Art in the Modern World: From Caves to the Internet


By James Zike, for Zike Studios.

Art is one of the oldest sets of artifacts left by humans, after basic stone tools and trash heaps. The walls and ceilings of caves, like those in Lascaux, France, served as the first canvases, and art galleries. And what a challenging medium and venue it must have been, with irregular curved walls vaulting the spaces. The earliest artists showed a great deal of skill, being able to create images that appear appropriately proportioned when viewed from the ground despite being painted on uneven surfaces. Some depictions show even greater complexity than tricks of perspective, like The Upside-Down Horse which wraps around a bend so that there is no way to view the entire horse. If we could take it off the wall, and flatten it out, the horse would be the right dimensions, consistent with the other horses in the cave. Stop for a moment and consider how crazy skilled the painter must have been, especially given that this was completed some 13,000 years before Geometry would be invented as a field of study. Seriously, if you've never done so, go take this virtual tour of the caves, and see for yourself. We'll wait, I swear.

The Upside-down Horse, Lascaux, France.
Photograph by Sara Howson.
Those cave paintings never cease to amaze me, when I consider the conditions those prehistoric artist must have been under.
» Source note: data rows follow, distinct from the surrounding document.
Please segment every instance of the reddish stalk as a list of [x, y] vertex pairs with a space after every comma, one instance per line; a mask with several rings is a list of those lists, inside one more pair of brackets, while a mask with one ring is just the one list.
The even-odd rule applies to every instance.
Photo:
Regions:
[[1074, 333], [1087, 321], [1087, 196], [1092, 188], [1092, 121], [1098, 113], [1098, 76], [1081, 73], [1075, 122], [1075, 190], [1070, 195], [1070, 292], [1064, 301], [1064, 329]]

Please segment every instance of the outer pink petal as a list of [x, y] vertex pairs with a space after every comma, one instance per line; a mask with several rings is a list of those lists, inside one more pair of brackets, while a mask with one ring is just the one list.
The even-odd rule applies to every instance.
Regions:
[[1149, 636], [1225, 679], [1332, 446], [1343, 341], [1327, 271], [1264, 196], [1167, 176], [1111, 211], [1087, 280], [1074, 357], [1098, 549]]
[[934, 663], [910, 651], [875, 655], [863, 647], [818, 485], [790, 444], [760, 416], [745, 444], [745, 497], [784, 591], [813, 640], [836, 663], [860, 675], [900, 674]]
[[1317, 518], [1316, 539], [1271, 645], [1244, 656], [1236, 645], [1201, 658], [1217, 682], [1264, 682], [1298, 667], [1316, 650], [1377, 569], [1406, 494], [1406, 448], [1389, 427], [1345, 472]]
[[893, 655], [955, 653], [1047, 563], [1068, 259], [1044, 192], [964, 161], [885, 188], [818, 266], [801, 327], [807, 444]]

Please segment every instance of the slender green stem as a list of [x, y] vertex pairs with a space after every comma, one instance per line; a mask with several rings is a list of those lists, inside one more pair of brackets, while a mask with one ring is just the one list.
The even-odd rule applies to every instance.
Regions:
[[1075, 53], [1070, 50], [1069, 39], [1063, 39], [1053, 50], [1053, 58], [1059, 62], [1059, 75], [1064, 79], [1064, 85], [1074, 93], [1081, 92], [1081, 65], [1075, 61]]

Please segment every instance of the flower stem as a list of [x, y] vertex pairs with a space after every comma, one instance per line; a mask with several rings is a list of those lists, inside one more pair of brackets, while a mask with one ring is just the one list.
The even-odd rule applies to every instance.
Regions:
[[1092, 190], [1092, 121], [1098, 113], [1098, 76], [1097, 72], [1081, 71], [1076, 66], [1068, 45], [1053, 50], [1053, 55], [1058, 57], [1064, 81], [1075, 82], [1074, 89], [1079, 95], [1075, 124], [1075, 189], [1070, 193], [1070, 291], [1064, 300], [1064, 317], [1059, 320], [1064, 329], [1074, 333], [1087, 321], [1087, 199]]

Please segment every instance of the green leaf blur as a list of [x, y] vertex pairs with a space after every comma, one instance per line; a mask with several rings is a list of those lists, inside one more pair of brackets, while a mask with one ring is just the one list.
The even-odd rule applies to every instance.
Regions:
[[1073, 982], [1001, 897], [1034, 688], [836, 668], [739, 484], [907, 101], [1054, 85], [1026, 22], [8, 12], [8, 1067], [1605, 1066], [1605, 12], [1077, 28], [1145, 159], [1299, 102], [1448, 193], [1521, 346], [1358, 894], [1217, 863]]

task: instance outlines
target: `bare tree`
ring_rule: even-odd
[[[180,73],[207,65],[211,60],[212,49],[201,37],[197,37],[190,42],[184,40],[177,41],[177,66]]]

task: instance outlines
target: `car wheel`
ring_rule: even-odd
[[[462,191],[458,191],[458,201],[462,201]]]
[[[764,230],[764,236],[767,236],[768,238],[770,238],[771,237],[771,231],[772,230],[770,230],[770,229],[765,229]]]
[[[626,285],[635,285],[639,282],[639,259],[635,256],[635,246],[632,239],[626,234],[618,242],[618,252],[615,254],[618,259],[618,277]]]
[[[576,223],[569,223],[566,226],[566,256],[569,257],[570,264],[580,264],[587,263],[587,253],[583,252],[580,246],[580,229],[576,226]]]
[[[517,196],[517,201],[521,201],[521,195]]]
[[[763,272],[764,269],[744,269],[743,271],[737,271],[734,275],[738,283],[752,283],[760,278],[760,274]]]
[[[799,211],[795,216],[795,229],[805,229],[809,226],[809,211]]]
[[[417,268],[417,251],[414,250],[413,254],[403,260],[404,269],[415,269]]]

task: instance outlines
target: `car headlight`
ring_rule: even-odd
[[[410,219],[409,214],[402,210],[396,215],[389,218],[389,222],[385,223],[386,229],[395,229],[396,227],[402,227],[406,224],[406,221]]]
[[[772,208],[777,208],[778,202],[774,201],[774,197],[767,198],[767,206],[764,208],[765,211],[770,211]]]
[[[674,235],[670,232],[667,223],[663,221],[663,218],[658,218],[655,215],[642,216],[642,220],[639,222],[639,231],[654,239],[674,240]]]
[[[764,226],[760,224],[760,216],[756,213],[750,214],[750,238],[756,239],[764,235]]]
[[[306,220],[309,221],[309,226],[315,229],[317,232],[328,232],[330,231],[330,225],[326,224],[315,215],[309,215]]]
Crawling into pitch-black caves, either painting in complete darkness or by some kind of crude torchlight, carrying with them only the most rudimentary pigments and tools—nothing like modern bushes, or pallet knives. And how did they reach so high onto the walls of the cave, some kind of scaffolding, perhaps? I personally have no idea, but considering these aspects and difficulties they must have faced helps me contextualize the paintings themselves. Huge amounts of effort, and risk, went into painting things like bulls, horses, stags, and people. These symbols must have been hugely important to the early artists, for hunter-gatherers, who by their lifestyles alone had very limited resources, to risk so much and spend the effort, those images were likely the most important things to the artists, considered sacred even. The interpretation of the caves as the womb of the Earth is apt. The art prehistory humans painted was the “seed” of culture mixed with immense ingenuity, insight, and indomitability that has marked all of humanity's History. The importance of that art is this: civilization was born out from those cave paintings.